Long-term development of nutrients concentrations and annual productivity in Lake Lucerne. The legend in the top left corner describes the symbols.

[31] The long-term developments between 1979 and 1997 of radiation, T and Chla, do not indicate strong trends explaining the decrease in annual productivity presented above (Figure 3 and Table 2). Secchi depth recordings appear to increase to ∼12 m during winter time and reach minimum depths of ∼3 to 4 m during summer time. Accordingly, the euphotic depth increased up to ∼28 m during winter and declined to below ∼10 m during summer. Surface water T frequently drops below 6°C during winter and reaches more than 20°C during most summers. Accordingly, the volume-weighted water T in the euphotic zone drops to 5°C in winter and rises above 12°C in summer. The Chla concentration appears to be very dynamic, reaching frequently concentrations above 5 mgChla m−3, but also dropping below 0.5 mgChla m−3. Since the late 1980s Chla concentrations below 20 m depth drop frequently below 0.5 mgChla m−3, while abundance in the surface layer remains above 2 mgChla m−3. The volume-weighted Chla concentrations also show a continuous decline over the entire observational time period.
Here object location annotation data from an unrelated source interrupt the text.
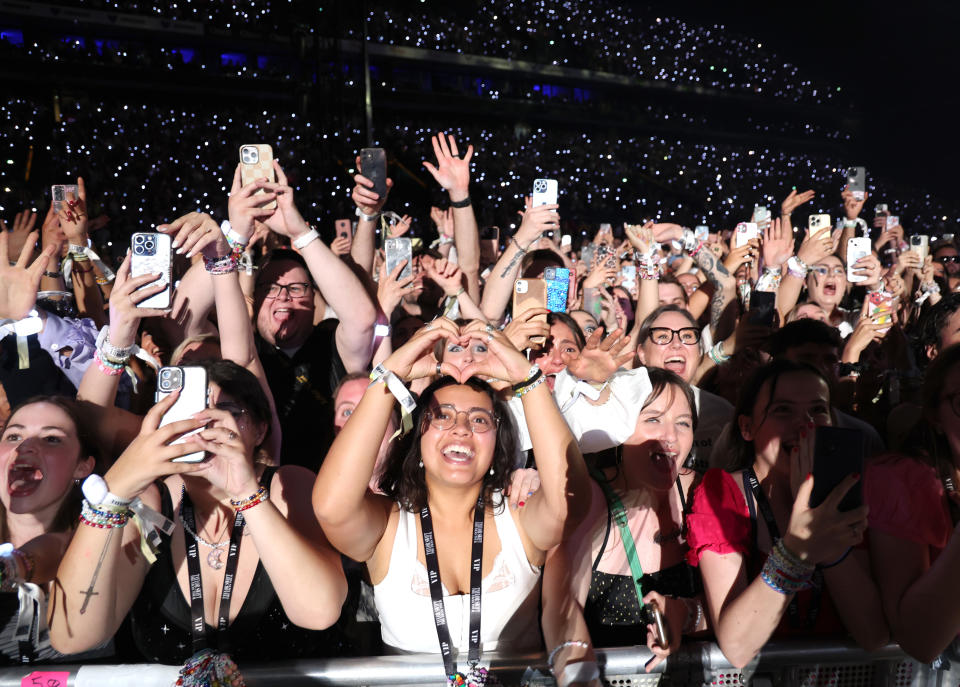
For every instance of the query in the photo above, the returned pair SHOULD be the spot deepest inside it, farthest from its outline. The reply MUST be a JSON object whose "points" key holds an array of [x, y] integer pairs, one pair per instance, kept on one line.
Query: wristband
{"points": [[368, 218], [304, 240]]}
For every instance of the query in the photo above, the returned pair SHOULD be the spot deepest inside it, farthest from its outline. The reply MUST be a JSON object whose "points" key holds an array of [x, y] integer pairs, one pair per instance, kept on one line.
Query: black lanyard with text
{"points": [[436, 590], [816, 591], [198, 627]]}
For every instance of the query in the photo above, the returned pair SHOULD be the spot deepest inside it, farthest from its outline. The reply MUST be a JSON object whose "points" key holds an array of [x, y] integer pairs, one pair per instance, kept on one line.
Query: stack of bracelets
{"points": [[111, 360], [259, 497], [104, 516], [784, 572], [534, 379]]}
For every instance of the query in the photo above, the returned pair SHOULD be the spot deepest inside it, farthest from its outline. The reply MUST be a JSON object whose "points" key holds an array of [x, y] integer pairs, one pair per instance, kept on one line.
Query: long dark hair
{"points": [[744, 451], [403, 478], [69, 512]]}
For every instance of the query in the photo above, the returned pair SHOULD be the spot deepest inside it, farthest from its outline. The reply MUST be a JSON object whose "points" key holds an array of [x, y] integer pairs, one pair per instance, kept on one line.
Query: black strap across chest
{"points": [[436, 588]]}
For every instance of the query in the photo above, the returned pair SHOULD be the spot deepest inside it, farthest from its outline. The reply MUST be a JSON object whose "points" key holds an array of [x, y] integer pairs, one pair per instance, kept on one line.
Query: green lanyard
{"points": [[629, 546]]}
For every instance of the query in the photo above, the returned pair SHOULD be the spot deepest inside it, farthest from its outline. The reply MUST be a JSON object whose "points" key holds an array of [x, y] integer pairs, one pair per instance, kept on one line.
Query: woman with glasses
{"points": [[914, 509], [772, 565], [443, 506]]}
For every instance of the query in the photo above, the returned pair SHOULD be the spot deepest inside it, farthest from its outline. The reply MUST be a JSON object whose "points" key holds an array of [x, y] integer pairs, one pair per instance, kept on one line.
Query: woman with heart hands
{"points": [[443, 489]]}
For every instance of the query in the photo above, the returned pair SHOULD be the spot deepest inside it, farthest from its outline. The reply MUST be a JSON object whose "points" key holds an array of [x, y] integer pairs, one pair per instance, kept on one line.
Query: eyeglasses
{"points": [[823, 270], [295, 290], [445, 417], [664, 335]]}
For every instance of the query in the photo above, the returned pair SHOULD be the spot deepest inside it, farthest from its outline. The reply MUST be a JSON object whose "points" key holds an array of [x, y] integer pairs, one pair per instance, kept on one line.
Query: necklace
{"points": [[213, 558]]}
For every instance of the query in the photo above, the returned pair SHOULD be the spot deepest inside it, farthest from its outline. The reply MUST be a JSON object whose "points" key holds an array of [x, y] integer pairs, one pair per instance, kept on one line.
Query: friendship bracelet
{"points": [[560, 647]]}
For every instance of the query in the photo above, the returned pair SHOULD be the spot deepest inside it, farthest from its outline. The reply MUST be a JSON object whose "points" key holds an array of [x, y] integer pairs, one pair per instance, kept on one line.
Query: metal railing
{"points": [[808, 664]]}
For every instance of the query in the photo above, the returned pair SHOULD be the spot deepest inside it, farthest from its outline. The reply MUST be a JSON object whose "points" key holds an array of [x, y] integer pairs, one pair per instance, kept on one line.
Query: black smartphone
{"points": [[838, 452], [373, 165], [763, 309]]}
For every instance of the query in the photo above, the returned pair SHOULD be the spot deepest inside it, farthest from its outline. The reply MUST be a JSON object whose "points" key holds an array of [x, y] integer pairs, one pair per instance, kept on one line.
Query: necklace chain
{"points": [[197, 537]]}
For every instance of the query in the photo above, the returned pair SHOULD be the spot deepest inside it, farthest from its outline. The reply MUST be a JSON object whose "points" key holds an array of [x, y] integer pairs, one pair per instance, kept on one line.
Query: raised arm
{"points": [[338, 285], [352, 516], [499, 286], [453, 173]]}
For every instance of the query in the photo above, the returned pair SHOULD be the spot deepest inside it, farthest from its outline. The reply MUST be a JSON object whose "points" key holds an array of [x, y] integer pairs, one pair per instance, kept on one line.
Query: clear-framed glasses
{"points": [[664, 335], [295, 290], [445, 416], [823, 270]]}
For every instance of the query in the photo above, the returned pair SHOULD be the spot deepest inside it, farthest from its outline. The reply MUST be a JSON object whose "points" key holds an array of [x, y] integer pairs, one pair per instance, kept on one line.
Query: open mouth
{"points": [[23, 479], [675, 364], [459, 454]]}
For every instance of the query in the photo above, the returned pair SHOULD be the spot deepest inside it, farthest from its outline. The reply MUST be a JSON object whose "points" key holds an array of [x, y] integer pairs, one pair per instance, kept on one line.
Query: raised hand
{"points": [[364, 197], [451, 172], [777, 246], [601, 357], [19, 283], [795, 200], [198, 232], [245, 205]]}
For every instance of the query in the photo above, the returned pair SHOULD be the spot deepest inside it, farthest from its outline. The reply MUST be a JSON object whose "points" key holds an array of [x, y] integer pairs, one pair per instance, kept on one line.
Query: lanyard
{"points": [[198, 627], [436, 590], [629, 546], [766, 511]]}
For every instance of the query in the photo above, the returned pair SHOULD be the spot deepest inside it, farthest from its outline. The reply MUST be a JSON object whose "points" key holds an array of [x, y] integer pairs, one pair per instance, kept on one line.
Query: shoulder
{"points": [[907, 500]]}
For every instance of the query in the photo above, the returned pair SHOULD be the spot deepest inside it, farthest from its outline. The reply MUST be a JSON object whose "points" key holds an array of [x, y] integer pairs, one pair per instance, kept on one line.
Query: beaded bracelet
{"points": [[259, 497]]}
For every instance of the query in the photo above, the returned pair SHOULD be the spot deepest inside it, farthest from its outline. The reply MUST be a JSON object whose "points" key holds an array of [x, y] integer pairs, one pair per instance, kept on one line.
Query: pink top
{"points": [[907, 500]]}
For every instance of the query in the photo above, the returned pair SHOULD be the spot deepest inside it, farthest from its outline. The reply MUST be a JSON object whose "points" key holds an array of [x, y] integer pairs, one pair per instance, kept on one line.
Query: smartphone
{"points": [[256, 162], [838, 452], [880, 307], [745, 232], [191, 382], [343, 228], [396, 251], [920, 243], [857, 247], [763, 308], [58, 192], [558, 288], [818, 223], [545, 192], [857, 182], [527, 295], [151, 253]]}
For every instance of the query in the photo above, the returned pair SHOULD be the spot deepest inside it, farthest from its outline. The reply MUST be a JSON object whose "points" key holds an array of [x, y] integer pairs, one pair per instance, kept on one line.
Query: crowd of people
{"points": [[403, 452]]}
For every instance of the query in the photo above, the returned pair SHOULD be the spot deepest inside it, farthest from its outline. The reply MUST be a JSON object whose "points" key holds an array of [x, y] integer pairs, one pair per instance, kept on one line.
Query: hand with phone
{"points": [[151, 455], [451, 171], [852, 207]]}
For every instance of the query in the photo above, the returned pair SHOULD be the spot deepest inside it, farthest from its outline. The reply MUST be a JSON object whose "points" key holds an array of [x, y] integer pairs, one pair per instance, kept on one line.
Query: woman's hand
{"points": [[149, 456], [522, 331], [601, 357], [415, 359], [197, 232], [127, 292], [229, 463]]}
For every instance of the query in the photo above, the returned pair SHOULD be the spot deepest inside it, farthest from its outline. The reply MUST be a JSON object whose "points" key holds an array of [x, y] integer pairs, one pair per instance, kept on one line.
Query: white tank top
{"points": [[509, 599]]}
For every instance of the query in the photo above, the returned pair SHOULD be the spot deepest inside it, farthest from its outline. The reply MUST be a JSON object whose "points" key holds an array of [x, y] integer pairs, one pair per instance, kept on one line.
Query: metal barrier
{"points": [[807, 664]]}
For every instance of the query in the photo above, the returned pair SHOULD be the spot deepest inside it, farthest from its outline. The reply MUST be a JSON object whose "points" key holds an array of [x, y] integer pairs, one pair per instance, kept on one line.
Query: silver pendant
{"points": [[213, 559]]}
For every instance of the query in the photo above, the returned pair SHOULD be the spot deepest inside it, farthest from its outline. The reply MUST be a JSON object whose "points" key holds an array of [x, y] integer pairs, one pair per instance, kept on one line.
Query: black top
{"points": [[302, 388], [159, 622], [612, 612]]}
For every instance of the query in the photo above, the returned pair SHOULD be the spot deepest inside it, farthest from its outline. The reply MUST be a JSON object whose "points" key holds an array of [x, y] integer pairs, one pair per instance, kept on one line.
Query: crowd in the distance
{"points": [[729, 433]]}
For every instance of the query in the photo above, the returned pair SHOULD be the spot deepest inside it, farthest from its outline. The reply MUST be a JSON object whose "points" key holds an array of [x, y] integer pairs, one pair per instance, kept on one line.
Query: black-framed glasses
{"points": [[295, 290], [664, 335], [445, 417]]}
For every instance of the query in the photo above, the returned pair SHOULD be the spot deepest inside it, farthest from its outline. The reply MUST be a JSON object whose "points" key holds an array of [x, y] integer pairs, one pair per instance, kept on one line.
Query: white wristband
{"points": [[584, 671], [303, 240]]}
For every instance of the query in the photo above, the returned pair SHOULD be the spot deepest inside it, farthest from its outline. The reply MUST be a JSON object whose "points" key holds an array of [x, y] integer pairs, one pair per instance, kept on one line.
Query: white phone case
{"points": [[151, 253]]}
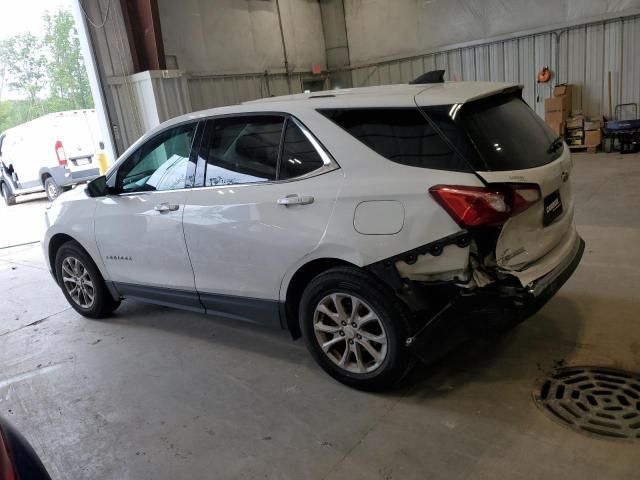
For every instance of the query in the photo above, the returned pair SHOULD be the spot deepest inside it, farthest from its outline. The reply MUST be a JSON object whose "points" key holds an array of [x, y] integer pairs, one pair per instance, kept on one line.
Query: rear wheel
{"points": [[7, 195], [52, 189], [355, 329], [81, 282]]}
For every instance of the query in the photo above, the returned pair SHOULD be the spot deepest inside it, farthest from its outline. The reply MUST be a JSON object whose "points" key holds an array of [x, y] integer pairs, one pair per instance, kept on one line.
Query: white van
{"points": [[51, 154]]}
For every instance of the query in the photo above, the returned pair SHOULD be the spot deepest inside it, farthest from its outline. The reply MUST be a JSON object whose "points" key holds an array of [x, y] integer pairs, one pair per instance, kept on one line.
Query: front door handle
{"points": [[166, 207], [295, 199]]}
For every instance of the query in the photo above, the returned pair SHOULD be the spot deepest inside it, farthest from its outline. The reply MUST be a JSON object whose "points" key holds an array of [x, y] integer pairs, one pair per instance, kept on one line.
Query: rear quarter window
{"points": [[508, 134], [401, 135]]}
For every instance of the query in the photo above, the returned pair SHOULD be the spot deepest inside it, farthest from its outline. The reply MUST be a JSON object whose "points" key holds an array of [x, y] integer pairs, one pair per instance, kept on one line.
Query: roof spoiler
{"points": [[435, 76]]}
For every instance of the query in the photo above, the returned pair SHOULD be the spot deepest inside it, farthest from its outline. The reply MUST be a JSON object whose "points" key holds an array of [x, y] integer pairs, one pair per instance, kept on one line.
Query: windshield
{"points": [[508, 134]]}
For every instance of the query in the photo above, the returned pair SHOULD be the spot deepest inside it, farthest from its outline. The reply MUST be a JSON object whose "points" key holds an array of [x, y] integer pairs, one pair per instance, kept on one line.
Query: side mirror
{"points": [[98, 187]]}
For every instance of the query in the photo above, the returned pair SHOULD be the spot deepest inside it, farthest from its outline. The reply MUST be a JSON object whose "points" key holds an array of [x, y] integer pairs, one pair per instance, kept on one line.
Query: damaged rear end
{"points": [[517, 243]]}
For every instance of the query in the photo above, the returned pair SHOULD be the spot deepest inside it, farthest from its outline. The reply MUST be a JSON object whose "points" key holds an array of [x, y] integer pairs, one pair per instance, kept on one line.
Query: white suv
{"points": [[378, 223]]}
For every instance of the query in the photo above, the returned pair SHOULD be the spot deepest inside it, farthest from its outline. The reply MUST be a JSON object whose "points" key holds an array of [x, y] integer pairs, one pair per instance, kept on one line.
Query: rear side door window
{"points": [[242, 149], [299, 156]]}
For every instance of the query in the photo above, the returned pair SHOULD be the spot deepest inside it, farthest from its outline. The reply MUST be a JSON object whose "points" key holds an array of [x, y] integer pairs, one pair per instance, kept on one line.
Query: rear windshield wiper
{"points": [[556, 144]]}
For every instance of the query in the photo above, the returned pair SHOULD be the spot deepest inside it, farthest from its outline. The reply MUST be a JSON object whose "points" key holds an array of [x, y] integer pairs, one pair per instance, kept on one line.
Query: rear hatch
{"points": [[506, 143]]}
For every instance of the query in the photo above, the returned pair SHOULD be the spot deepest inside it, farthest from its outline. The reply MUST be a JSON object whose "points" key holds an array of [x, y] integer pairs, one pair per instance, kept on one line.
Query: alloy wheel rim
{"points": [[77, 282], [350, 333]]}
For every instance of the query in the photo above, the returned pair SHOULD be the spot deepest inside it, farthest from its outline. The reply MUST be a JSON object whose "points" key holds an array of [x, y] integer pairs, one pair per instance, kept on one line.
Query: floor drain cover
{"points": [[599, 401]]}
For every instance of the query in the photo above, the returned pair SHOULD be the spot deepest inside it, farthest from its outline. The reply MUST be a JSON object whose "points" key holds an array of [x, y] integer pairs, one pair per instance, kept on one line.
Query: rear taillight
{"points": [[485, 206], [7, 469], [62, 157]]}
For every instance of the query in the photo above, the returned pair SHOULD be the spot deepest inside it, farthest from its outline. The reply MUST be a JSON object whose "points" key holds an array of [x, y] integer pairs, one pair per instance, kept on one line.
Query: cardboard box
{"points": [[562, 90], [558, 127], [592, 138], [594, 123], [575, 122], [554, 118], [558, 105]]}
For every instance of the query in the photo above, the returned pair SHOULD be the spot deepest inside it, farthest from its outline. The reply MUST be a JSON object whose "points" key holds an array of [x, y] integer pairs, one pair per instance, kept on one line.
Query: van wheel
{"points": [[81, 282], [7, 194], [355, 329], [52, 189]]}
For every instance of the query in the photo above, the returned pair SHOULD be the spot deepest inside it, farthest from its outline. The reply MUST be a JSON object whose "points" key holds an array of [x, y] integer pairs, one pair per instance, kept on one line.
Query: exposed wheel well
{"points": [[54, 244], [299, 282]]}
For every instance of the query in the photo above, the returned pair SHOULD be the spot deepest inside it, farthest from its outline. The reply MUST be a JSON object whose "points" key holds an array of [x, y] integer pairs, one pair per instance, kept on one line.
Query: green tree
{"points": [[67, 74], [26, 65]]}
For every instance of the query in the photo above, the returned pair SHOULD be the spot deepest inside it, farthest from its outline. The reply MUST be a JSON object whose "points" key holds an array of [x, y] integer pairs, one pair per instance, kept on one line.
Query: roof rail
{"points": [[435, 76]]}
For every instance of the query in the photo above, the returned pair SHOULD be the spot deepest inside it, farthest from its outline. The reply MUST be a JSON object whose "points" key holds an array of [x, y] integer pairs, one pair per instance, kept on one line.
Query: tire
{"points": [[385, 318], [52, 189], [76, 264], [7, 195]]}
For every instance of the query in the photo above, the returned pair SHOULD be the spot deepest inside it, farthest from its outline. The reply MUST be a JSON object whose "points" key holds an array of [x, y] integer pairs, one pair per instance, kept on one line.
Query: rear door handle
{"points": [[295, 199], [166, 207]]}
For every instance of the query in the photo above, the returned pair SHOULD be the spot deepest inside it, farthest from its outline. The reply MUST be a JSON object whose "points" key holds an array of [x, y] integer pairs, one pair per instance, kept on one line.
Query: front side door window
{"points": [[161, 164]]}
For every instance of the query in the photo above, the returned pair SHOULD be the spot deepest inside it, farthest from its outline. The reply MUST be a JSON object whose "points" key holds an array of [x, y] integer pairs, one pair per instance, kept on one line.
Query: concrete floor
{"points": [[156, 393]]}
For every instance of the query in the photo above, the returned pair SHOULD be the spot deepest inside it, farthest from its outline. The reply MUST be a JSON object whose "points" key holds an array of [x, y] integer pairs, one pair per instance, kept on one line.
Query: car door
{"points": [[268, 192], [139, 228]]}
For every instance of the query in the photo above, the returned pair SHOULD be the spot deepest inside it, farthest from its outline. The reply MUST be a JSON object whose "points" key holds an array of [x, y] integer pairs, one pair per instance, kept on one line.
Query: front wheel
{"points": [[355, 329], [52, 189], [81, 282]]}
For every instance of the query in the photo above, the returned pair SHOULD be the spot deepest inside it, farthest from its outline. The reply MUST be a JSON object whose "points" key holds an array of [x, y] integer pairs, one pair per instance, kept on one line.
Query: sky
{"points": [[21, 16]]}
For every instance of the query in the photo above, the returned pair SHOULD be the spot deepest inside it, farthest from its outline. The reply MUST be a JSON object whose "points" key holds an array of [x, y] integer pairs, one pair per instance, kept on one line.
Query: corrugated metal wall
{"points": [[581, 55], [218, 90]]}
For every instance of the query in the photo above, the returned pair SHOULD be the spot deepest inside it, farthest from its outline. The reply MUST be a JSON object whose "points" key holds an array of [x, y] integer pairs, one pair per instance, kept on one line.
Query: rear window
{"points": [[507, 134], [402, 135]]}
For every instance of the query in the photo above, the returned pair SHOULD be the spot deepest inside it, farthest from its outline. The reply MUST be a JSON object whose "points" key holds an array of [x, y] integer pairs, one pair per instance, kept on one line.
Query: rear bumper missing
{"points": [[493, 308]]}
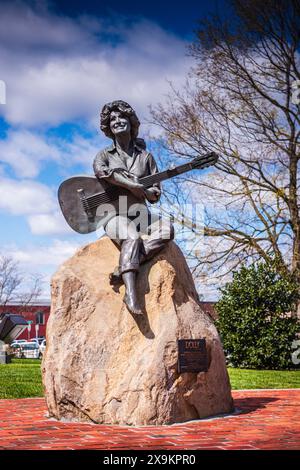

Finally, measured C assimilation rates display also a very dynamic pattern. Most of the depth specific C assimilation rates vary between 0 and 2 mgC m−3 h−1, except for very few values in the late 1980s reaching 20 mgC m−3 h−1. Almost all PB (z) profiles depict a typical decline of production due to photoinhibition at the surface, a maximum of productivity somewhere in the top 10 m of the water column and a gradual decline in deeper layers due to light limitation, falling in line with observations in other Swiss lakes [Finger et al., 2007b]. The annual primary production computed with this method also indicates a steady decline of productivity since the start of the measurements. Nevertheless, in the beginning of the 1990s productivity appears to steady out between 150 and 270 gC m−2 a−1. We will discuss the development of productivity below in more detail.

Figure 3.

Limnological parameters monitored in Lake Lucerne from 1979 to 1997 and 2007. (a) Relative radiation compared to global radiation at the surface of the lake. The white circles indicate Secchi depth recordings. (b) In situ temperature and volume weighted (black line) water temperature in the top 30 m. (c) In situ and volume weighted (black line) chlorophyll a concentrations. (d) Measured volume specific in situ carbon assimilation rates. The white circles indicate annual areal primary production.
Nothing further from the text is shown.